杨晚兮脸色肉眼可见地沉了沉,但没说什么,松开手:“哦。”
往小区走的一小段路谁都没有说话。
白蔻往右瞥眼商铺的玻璃,想了想,主动笑起来找话题:“诶对了杨晚兮,刚才给你打电话那个人的名字好神奇啊,我第一次见这个姓。”
“嗯。”杨晚兮目视前方,淡淡应道,“我也只见过她一个人姓这个字。”
“认qí对不对?”
“对,qí。”
又没话说了。
白蔻摸了摸鼻尖,眼珠子转了一圈,扭头还想说。
杨晚兮忽地停住脚步:“白蔻,你那个有烦恼的朋友是谁,卢童童?”
“啊……”白蔻干巴一声,“不是,哎我、我答应要帮她保密,不能告诉你。”
杨晚兮没吭声,过会儿才笑了下,继续往前走,边走边扔出一句:“白蔻,我跟你可是从小一起长大的。”
“嗯?”白蔻跟在杨晚兮后面半步,又愣了下,反应过来加快速度往前追,“我知道,但是这是人家的秘密嘛。”
“呵,人家。”杨晚兮扯了下嘴角,瞥她一眼,语调完全不友善,“如果是人家,那怎么车上我说‘你有一个烦恼’,你没反驳我呢。”
白蔻像是天灵盖被人猛地一拍,张张嘴,接不上话了。
第二次沉默持续到她们进门。
“砰。”
杨晚兮转身,手臂擦过白蔻的肩,将门拉紧。
然后两人变成一种近距离、面对面的亲密站姿。
从小学到高中,白蔻已经长高不少,在班里也算是中等偏上的个子了。
但她还是矮杨晚兮半个脑袋。
她这会儿不安又心虚地仰头对上杨晚兮的眼睛。
杨晚兮嘴角勾了一下,语气轻飘飘:“怎么,撒谎被戳穿,无话可说了?”
……杨晚兮怎么变得这么咄咄逼人啊!
白蔻内心抓狂。
她深呼吸,只好坦白:“好吧,我承认没有朋友……是……是我的烦恼。”
“铛!”
杨晚兮冷脸听完,把从门锁上取下的钥匙往玄关柜上一扔,环起胳膊,气压极低地凝视白蔻两秒。

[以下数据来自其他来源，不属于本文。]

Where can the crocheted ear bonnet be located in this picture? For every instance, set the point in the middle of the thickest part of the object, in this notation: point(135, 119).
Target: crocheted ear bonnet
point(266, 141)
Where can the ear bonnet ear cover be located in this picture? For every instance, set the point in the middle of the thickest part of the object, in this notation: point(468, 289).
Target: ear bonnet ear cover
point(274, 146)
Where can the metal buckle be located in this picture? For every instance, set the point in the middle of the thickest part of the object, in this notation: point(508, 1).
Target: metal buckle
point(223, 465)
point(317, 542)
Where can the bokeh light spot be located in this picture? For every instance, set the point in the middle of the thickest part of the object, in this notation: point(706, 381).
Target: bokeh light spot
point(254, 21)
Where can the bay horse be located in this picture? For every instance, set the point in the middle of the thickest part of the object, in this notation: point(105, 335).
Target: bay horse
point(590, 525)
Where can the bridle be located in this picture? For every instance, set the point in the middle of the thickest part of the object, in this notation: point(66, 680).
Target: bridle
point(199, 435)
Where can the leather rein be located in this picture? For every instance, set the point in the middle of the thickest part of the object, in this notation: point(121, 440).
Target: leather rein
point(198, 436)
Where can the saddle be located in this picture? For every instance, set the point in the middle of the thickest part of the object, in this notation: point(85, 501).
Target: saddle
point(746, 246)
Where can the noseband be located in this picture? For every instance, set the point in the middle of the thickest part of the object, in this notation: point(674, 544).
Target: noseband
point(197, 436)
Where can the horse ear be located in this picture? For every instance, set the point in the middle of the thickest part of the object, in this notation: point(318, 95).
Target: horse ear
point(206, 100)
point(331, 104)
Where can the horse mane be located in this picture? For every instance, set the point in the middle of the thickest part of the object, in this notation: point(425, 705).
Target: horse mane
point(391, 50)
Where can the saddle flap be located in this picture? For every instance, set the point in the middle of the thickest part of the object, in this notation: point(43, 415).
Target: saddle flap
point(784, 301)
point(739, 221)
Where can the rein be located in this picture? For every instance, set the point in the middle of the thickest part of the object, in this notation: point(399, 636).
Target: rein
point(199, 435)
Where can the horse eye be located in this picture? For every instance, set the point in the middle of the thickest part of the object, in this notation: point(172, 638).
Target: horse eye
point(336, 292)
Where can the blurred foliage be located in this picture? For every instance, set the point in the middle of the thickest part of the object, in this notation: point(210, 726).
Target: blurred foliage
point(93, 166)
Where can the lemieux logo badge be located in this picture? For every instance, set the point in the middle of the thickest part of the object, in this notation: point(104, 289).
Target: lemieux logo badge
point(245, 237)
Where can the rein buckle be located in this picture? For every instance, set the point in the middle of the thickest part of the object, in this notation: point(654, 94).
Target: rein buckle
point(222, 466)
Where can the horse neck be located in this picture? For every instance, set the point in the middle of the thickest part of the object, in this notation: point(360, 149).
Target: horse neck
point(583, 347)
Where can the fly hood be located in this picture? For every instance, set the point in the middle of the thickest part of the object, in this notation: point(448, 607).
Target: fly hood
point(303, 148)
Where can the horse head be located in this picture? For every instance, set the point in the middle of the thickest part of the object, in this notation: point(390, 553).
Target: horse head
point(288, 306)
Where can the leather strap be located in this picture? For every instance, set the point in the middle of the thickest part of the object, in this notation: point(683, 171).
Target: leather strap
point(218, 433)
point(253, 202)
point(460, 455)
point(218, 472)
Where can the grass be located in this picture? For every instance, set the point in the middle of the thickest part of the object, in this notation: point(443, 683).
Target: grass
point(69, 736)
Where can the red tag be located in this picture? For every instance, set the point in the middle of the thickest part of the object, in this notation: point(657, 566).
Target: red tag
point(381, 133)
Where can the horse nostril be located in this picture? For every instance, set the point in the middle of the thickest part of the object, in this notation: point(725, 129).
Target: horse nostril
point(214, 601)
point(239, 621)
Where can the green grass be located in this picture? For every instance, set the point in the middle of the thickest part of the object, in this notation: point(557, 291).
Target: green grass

白蔻快把自己的嘴巴抿进肚子里了,像犯错的小动物,只敢偶尔向上瞥视一眼,在对上杨晚兮气势汹汹的目光时,再如触电般缩回。
白蔻这怯生生的样子属实把杨晚兮看笑了。
“我真不知道你骗我干什么,你说是你难道我还能把你吃了吗?”
白蔻立刻摇摇头,表示:“这不是你会怎么样的问题,是我,我不好意思嘛。”
“那你怎么好意思给我打电话。”杨晚兮说,“现在不是流行什么情感热线么,你怎么不干脆打给陌生人问问。”
白蔻抬起双眼,恍然大悟:“哦!对啊!”
杨晚兮:“……”
“杨晚兮,果然还是你最有办法。”白蔻补充道。
杨晚兮:“……你现在怎么这么能气人。”
白蔻眨了眨眼,还挠挠耳根,各种无意间的小动作都仿佛表示“我哪儿气人了我怎么不知道”。
“所以你喜欢的朋友是裴月是吧。”
当白蔻正有一丝松快,杨晚兮又毫不留情丢下一颗重磅炸弹。
“你……怎么知道?”白蔻的声音紧张起来。
“……”杨晚兮咬咬牙,莫名气得想笑又笑不出,“我运气好。随便猜的。”
“喔……”白蔻松劲,呼出一口气,“那就好那就好,我还以为我太明显了。”
“好什么好,你这是早恋!”杨晚兮咬着牙说。
白蔻摆手:“没有没有,还没恋,她都不知道我喜欢她。”
“……”
看着白蔻清澈的双眼,杨晚兮真觉得自己回来这趟是没事找罪受。
她叉腰扭头,闭了会儿眼,努力把心中那股无名火狠狠压住,换个角度平稳讲,“那我建议你最好别让她知道,至少忍到毕业,免得到时候被拒绝了你们连朋友都没得做。”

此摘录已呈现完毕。